During the 1500s, power was decentralized in Japan, which was torn apart by warfare between competing feudal lords (daimyo) for nearly a century. Then, in 1603, Tokugawa Ieyasu consolidated power after a series of military victories and declared himself shogun (military ruler) of Japan, moving the capital from Kyoto to his capital at Edo. Ieyasu’s successors continued ruling over Japan as part of the Tokugawa Shogunate (also called the Period of Great Peace) until 1868. While Japan experienced growth and prosperity under the Tokugawa Shogunate, the centralization of power proved difficult in a feudal military society. The third ruler of the Tokugawa Shogunate, Tokugawa Iemitsu (1623-1651), serves as a prime example of both the successes and limitations of creating a centralized state out of their military structure.
When Tokugawa Ieyasu founded the Tokugawa Shogunate in 1603, power was split between the shogun (military ruler) and the daimyo (feudal lords). The emperor merely served as a figurehead. Daimyo commanded their own armies of samurai and held a good degree of autonomy over their provinces in exchange for loyalty to the shogun.
Tokugawa Iemitsu
A fumi-e ("stepping on picture") used to root out suspected Christians, who were asked to step on the plate to prove they were not Christians.
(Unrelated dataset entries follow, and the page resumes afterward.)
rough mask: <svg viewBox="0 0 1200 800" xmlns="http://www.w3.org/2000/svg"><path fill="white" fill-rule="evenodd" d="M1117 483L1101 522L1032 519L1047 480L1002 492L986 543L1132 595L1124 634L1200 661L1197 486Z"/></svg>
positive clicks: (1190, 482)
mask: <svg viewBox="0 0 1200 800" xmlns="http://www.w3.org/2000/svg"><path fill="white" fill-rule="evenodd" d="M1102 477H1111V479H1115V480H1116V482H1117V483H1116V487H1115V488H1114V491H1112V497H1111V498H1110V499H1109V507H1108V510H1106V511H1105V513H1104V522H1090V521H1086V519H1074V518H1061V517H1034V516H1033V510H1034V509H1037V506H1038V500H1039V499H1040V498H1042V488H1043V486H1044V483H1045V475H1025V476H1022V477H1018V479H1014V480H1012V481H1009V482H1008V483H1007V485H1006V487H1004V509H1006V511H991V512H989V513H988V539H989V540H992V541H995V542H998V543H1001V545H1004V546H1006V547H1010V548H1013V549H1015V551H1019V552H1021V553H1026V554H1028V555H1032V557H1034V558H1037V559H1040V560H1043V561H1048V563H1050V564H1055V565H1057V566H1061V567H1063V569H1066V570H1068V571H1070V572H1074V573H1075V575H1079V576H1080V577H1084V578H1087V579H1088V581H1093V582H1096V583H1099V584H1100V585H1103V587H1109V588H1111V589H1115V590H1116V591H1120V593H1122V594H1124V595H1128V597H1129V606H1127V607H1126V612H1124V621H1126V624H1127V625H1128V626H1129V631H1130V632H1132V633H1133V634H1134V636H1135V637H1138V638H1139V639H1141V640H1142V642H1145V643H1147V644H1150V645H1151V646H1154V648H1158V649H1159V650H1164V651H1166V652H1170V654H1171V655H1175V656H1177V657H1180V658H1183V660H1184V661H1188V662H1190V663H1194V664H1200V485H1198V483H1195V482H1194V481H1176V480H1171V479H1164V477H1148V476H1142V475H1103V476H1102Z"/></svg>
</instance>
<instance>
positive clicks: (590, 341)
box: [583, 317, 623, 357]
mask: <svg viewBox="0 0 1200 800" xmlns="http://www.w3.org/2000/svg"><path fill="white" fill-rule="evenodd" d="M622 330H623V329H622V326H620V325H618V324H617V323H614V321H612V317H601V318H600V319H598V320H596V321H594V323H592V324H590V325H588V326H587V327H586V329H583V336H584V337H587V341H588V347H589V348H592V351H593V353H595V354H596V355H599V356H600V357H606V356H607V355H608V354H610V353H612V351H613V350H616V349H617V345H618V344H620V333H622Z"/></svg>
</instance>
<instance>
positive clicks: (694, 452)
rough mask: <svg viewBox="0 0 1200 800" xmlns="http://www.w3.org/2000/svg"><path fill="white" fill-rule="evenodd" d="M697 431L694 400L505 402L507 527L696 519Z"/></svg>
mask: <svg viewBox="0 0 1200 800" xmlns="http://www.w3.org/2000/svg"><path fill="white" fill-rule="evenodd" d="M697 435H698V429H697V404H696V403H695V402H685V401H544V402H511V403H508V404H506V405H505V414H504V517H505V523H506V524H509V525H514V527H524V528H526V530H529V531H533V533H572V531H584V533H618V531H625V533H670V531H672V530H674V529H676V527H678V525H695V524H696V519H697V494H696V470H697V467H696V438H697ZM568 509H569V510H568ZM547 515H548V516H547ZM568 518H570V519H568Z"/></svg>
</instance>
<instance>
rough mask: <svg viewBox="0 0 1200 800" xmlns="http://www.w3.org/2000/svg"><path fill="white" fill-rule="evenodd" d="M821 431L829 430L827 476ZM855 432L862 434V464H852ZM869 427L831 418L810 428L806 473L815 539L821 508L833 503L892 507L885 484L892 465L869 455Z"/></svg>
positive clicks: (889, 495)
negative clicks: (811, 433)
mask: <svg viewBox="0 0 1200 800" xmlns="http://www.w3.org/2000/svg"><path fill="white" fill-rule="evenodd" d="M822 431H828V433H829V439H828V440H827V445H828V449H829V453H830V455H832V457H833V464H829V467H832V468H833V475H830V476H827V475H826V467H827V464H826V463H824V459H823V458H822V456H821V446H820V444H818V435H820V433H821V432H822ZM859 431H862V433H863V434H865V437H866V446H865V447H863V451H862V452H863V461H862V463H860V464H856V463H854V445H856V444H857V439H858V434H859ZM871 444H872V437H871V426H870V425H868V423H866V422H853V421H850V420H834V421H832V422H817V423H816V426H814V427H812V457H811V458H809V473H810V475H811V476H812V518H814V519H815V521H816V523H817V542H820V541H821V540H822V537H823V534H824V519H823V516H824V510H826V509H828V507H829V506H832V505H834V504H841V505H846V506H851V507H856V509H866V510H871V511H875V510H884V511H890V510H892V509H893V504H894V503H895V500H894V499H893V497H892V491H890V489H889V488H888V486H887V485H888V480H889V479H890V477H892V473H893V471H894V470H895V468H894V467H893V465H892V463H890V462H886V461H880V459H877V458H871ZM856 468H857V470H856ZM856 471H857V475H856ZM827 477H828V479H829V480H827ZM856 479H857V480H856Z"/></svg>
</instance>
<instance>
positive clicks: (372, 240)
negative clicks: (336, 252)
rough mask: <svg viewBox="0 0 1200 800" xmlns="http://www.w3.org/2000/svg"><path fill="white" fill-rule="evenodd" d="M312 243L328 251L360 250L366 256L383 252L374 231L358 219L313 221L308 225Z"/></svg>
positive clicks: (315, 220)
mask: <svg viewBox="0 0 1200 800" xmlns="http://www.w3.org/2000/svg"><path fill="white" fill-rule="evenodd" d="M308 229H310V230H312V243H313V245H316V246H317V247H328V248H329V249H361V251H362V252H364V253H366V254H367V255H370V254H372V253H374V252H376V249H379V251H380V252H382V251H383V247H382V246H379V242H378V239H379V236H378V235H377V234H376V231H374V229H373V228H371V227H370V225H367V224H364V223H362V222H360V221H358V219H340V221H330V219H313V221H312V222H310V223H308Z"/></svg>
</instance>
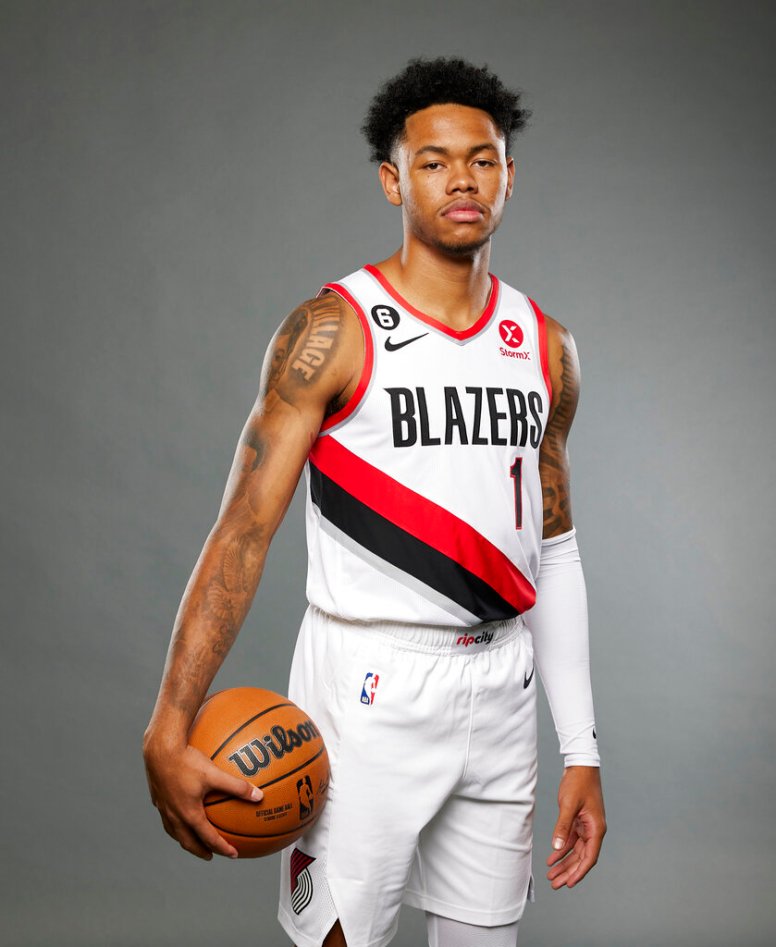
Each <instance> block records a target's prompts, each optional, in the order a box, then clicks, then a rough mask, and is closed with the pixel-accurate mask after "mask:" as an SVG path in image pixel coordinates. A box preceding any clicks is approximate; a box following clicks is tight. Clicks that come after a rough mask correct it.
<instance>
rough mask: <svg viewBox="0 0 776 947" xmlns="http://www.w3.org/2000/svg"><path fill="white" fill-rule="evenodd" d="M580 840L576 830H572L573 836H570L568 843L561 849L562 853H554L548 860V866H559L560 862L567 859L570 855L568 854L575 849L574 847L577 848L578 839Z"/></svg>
mask: <svg viewBox="0 0 776 947" xmlns="http://www.w3.org/2000/svg"><path fill="white" fill-rule="evenodd" d="M578 838H579V836H578V835H577V833H576V830H573V829H572V832H571V835H569V837H568V839H567V841H566V844H565V845H564V846H563V848H562V849H560V851H557V852H553V853H552V854H551V855H550V856H549V857H548V859H547V864H548V865H555V864H557V863H558V862H559V861H562V860H563V859H564V858H565V857H566V855H568V853H569V852H570V851H571V850H572V849H573V848H574V846H575V845H576V843H577V839H578Z"/></svg>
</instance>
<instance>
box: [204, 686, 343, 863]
mask: <svg viewBox="0 0 776 947" xmlns="http://www.w3.org/2000/svg"><path fill="white" fill-rule="evenodd" d="M189 743H190V744H191V746H193V747H195V748H196V749H198V750H200V751H201V752H202V753H204V754H205V755H206V756H207V757H209V758H210V759H211V760H212V761H213V762H214V763H215V764H216V766H218V767H219V768H220V769H222V770H224V772H227V773H229V774H230V775H231V776H238V777H240V778H242V779H246V780H247V781H248V782H250V783H253V785H254V786H259V787H260V788H261V789H262V790H263V791H264V798H263V799H262V801H261V802H249V801H246V800H244V799H236V798H235V797H234V796H227V795H225V794H224V793H223V792H218V791H215V792H210V793H208V794H207V795H206V796H205V799H204V805H205V812H206V814H207V817H208V819H209V820H210V822H211V823H212V824H213V825H214V826H215V828H216V829H218V831H219V833H220V834H221V835H222V836H223V837H224V838H225V839H226V840H227V841H228V842H229V843H230V844H232V845H234V847H235V848H236V849H237V851H238V853H239V857H240V858H257V857H259V856H261V855H270V854H272V853H273V852H278V851H280V849H281V848H285V847H286V845H290V844H291V843H292V842H293V841H295V840H296V839H298V838H299V837H300V836H301V835H303V834H304V833H305V832H306V831H307V830H308V829H309V828H311V827H312V826H313V825H314V823H315V822H316V820H317V819H318V816H319V815H320V813H321V810H322V808H323V805H324V803H325V801H326V795H327V792H328V788H329V757H328V754H327V753H326V747H325V746H324V743H323V737H322V736H321V734H320V732H319V731H318V728H317V727H316V726H315V724H314V723H313V721H312V720H311V719H310V717H309V715H308V714H306V713H305V712H304V711H303V710H302V709H301V708H300V707H298V706H297V705H296V704H294V703H293V702H292V701H290V700H289V699H288V698H287V697H283V696H282V695H281V694H276V693H275V692H274V691H268V690H264V689H262V688H259V687H233V688H230V689H228V690H223V691H218V692H216V693H214V694H211V695H210V696H209V697H208V698H207V699H206V700H205V702H204V703H203V704H202V707H201V708H200V710H199V713H198V714H197V716H196V718H195V720H194V723H193V724H192V726H191V730H190V732H189Z"/></svg>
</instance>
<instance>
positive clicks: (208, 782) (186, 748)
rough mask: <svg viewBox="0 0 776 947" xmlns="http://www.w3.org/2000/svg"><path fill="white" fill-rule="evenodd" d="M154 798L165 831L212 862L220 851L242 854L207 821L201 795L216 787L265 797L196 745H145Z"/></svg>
mask: <svg viewBox="0 0 776 947" xmlns="http://www.w3.org/2000/svg"><path fill="white" fill-rule="evenodd" d="M143 756H144V758H145V764H146V775H147V777H148V788H149V790H150V792H151V802H153V804H154V805H155V806H156V808H157V809H158V810H159V815H160V816H161V817H162V824H163V825H164V830H165V832H166V833H167V834H168V835H169V836H171V837H172V838H174V839H175V840H176V841H177V842H179V843H180V845H181V846H182V847H183V848H185V849H186V851H187V852H191V854H192V855H196V856H197V857H198V858H204V859H205V860H206V861H210V859H211V858H212V857H213V853H214V852H215V853H216V854H217V855H228V856H229V857H230V858H237V849H236V848H234V846H232V845H230V844H229V842H227V841H226V839H224V838H222V836H220V835H219V834H218V832H217V831H216V829H215V828H214V827H213V826H212V824H211V823H210V822H209V821H208V818H207V816H206V815H205V808H204V805H203V803H202V800H203V799H204V797H205V796H206V795H207V793H208V792H210V790H211V789H219V790H221V791H222V792H225V793H227V794H228V795H230V796H237V797H238V798H240V799H245V800H249V801H251V802H260V801H261V799H263V798H264V793H263V792H262V791H261V789H259V788H258V787H257V786H253V785H252V784H251V783H249V782H247V781H246V780H244V779H239V778H238V777H237V776H230V775H229V774H228V773H225V772H224V771H223V770H222V769H219V768H218V767H217V766H216V765H215V764H214V763H211V762H210V760H209V759H208V758H207V757H206V756H205V754H204V753H200V751H199V750H195V749H194V747H193V746H181V747H177V748H174V749H172V750H171V749H169V748H160V747H156V746H146V747H144V750H143Z"/></svg>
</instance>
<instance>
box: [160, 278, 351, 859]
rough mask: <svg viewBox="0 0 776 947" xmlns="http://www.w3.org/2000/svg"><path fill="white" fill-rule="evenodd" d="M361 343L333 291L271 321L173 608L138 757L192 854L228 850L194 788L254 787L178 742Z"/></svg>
mask: <svg viewBox="0 0 776 947" xmlns="http://www.w3.org/2000/svg"><path fill="white" fill-rule="evenodd" d="M363 353H364V343H363V335H362V332H361V328H360V325H359V323H358V320H357V318H356V316H355V314H354V312H353V310H352V309H351V308H350V307H349V306H348V305H347V304H346V303H345V302H343V300H342V299H341V298H340V297H339V296H338V295H337V294H336V293H332V292H330V293H327V294H326V295H324V296H322V297H320V298H316V299H313V300H309V301H308V302H306V303H303V304H302V305H301V306H300V307H298V308H297V309H296V310H295V311H294V312H293V313H292V314H291V315H290V316H289V317H288V318H287V319H286V320H285V322H284V323H283V325H282V326H281V327H280V329H278V331H277V333H276V334H275V336H274V338H273V339H272V342H271V343H270V346H269V348H268V350H267V355H266V358H265V361H264V367H263V370H262V376H261V385H260V390H259V395H258V397H257V399H256V403H255V404H254V406H253V409H252V410H251V413H250V415H249V417H248V419H247V421H246V423H245V427H244V428H243V431H242V435H241V437H240V441H239V443H238V446H237V450H236V452H235V456H234V461H233V463H232V468H231V471H230V473H229V478H228V480H227V484H226V489H225V491H224V497H223V500H222V503H221V508H220V511H219V514H218V518H217V520H216V522H215V524H214V526H213V528H212V530H211V531H210V534H209V536H208V538H207V540H206V542H205V545H204V547H203V549H202V552H201V553H200V556H199V559H198V560H197V563H196V566H195V567H194V571H193V572H192V574H191V577H190V579H189V581H188V584H187V586H186V590H185V592H184V595H183V598H182V600H181V603H180V607H179V609H178V614H177V616H176V619H175V624H174V627H173V633H172V637H171V640H170V646H169V649H168V652H167V659H166V662H165V667H164V673H163V677H162V682H161V686H160V688H159V695H158V697H157V700H156V706H155V707H154V711H153V714H152V716H151V720H150V722H149V724H148V727H147V729H146V732H145V735H144V740H143V755H144V758H145V762H146V770H147V774H148V784H149V789H150V792H151V799H152V801H153V803H154V805H155V806H156V807H157V808H158V809H159V812H160V815H161V818H162V822H163V824H164V827H165V830H166V831H167V832H168V834H170V835H172V836H173V838H175V839H177V840H178V841H179V842H180V844H181V845H182V846H183V847H184V848H185V849H186V850H187V851H190V852H192V854H195V855H198V856H200V857H202V858H206V859H209V858H211V857H212V853H213V852H217V853H219V854H223V855H233V854H235V850H234V849H233V848H232V846H231V845H229V844H228V843H227V842H226V841H225V840H224V839H223V838H222V837H221V836H220V835H219V834H218V832H217V831H216V830H215V829H214V828H213V827H212V825H211V824H210V823H209V822H208V821H207V818H206V816H205V812H204V808H203V805H202V798H203V797H204V795H205V794H206V793H207V792H208V791H209V790H210V789H211V788H213V789H221V790H223V791H226V792H228V793H230V794H231V795H237V796H241V797H243V798H250V797H251V791H252V790H253V787H252V786H251V785H250V784H249V783H247V782H246V781H244V780H241V779H238V778H237V777H232V776H229V775H228V774H226V773H224V772H223V771H222V770H220V769H218V767H216V766H215V765H214V764H213V763H211V762H210V761H209V760H208V759H207V758H206V757H205V756H204V754H202V753H199V752H198V751H197V750H195V749H194V748H193V747H190V746H188V742H187V741H188V732H189V728H190V727H191V724H192V722H193V720H194V717H195V716H196V714H197V711H198V710H199V708H200V706H201V704H202V702H203V700H204V699H205V695H206V694H207V690H208V687H209V686H210V684H211V682H212V680H213V678H214V677H215V675H216V672H217V671H218V669H219V667H220V666H221V664H222V663H223V660H224V658H225V657H226V655H227V654H228V652H229V649H230V648H231V646H232V644H233V643H234V640H235V638H236V637H237V634H238V632H239V630H240V628H241V626H242V623H243V621H244V620H245V617H246V615H247V614H248V611H249V609H250V607H251V603H252V601H253V598H254V595H255V593H256V588H257V586H258V583H259V579H260V578H261V574H262V571H263V568H264V562H265V559H266V555H267V551H268V548H269V544H270V541H271V539H272V537H273V535H274V533H275V531H276V530H277V528H278V526H279V525H280V522H281V520H282V519H283V516H284V514H285V512H286V510H287V509H288V505H289V503H290V502H291V498H292V497H293V495H294V490H295V489H296V485H297V482H298V480H299V476H300V474H301V471H302V468H303V467H304V463H305V461H306V459H307V455H308V454H309V451H310V448H311V447H312V445H313V443H314V441H315V438H316V437H317V435H318V432H319V430H320V427H321V424H322V422H323V420H324V419H325V417H326V416H327V415H329V414H331V413H333V412H334V411H336V410H338V408H339V407H340V406H341V405H342V404H344V403H345V402H347V400H348V398H349V397H350V396H351V394H352V393H353V391H354V390H355V388H356V385H357V384H358V379H359V376H360V373H361V366H362V364H363V357H364V354H363ZM259 792H260V790H259Z"/></svg>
Iemitsu reinforced Japan's strict class system, which placed samurai (led by the daimyo) at the top, followed by farmers, artisans, and merchants, and sought to maintain stability through a rigid societal order. In an attempt to reign in the power of the daimyo,Tokugawa Iemitsu instituted the sankin-kotai system, requiring the daimyo (feudal lords) to spend alternating years at the shogun’s court in Edo (modern-day Tokyo), forcing them to spend large sums maintaining two residences and traveling. Their families were also kept in Edo as virtual hostages to ensure their loyalty. This system limited the resources of the daimyo and their ability to build independent power bases in their territories. He also made changed to the Buke Shohatto (Laws for the Military Houses), forbidding the daimyo from fighting, forming alliances, or swear oaths to one another. The daimyo needed the shogun’s approval for marriages, fortifications, and even travel; and foreign trade and travel were strictly regulated by the shogun.
Iemitsu also sought to reign in foreign influences. In the 1630s he enacted the sakoku policy, which ended the red seal trade voyages and prohibited overseas travel by Japanese. Trade with Asian countries such as China and Korea continued, but it was controlled. The Dutch East India Company was the only Western power that could trade with Japan and only at the port of Nagasaki. Iemitsu also increased the suppression of Christianity, which he saw it as a political and ideological threat to the unity of Japan and the loyalty of his subjects, particularly the Christian daimyo. This culminated in the Shimabara Rebellion (1637-1638), a Christian-led uprising that was brutally suppressed by the shogunate. Christians were forced to go underground, becoming "Hidden Christians."
Ukiyo-e woodblock print by Yoshitoshi depicting Oishi Chikara, one of the famous forty-seven rōnin who avenged their master's death in 1703
While Iemitsu reduced the power of the daimyo, he could not completely eliminate their influence. The daimyo retained local control over their domains, and in many regions, they still had significant authority over their own military forces, laws, and economic policies. The alternate attendance system also placed a financial burden on the shogunate, as maintaining the infrastructure for constant travel and overseeing the daimyo’s movements required significant expenses. Some samurai also began to suffer. Many samurai became impoverished over time due to the lack of wars and the decreasing revenue collected by samurai landowners, which led to discontent among some samurai who had lost their traditional military roles and economic security.
The frustration of the with the shogunate was displayed in the Keian Uprising of 1651, when a number of ronin (masterless samurai) attempted to take advantage of Iemitsu's death and launch a coup. The conspirators aimed to force the shogunate to relax its policies of seizing the estates of daimyo, which under Iemitsu had deprived tens of thousands of samurai of position and income, adding them to the ranks of rōnin. Ultimately the coup failed, but the shogunate did reduce its confiscation of estates and worked to help ronin find permanent jobs. The Keian uprising was followed by another uprising of ronin, and indicating that the rising number of wandering ronin would continue to be a problem.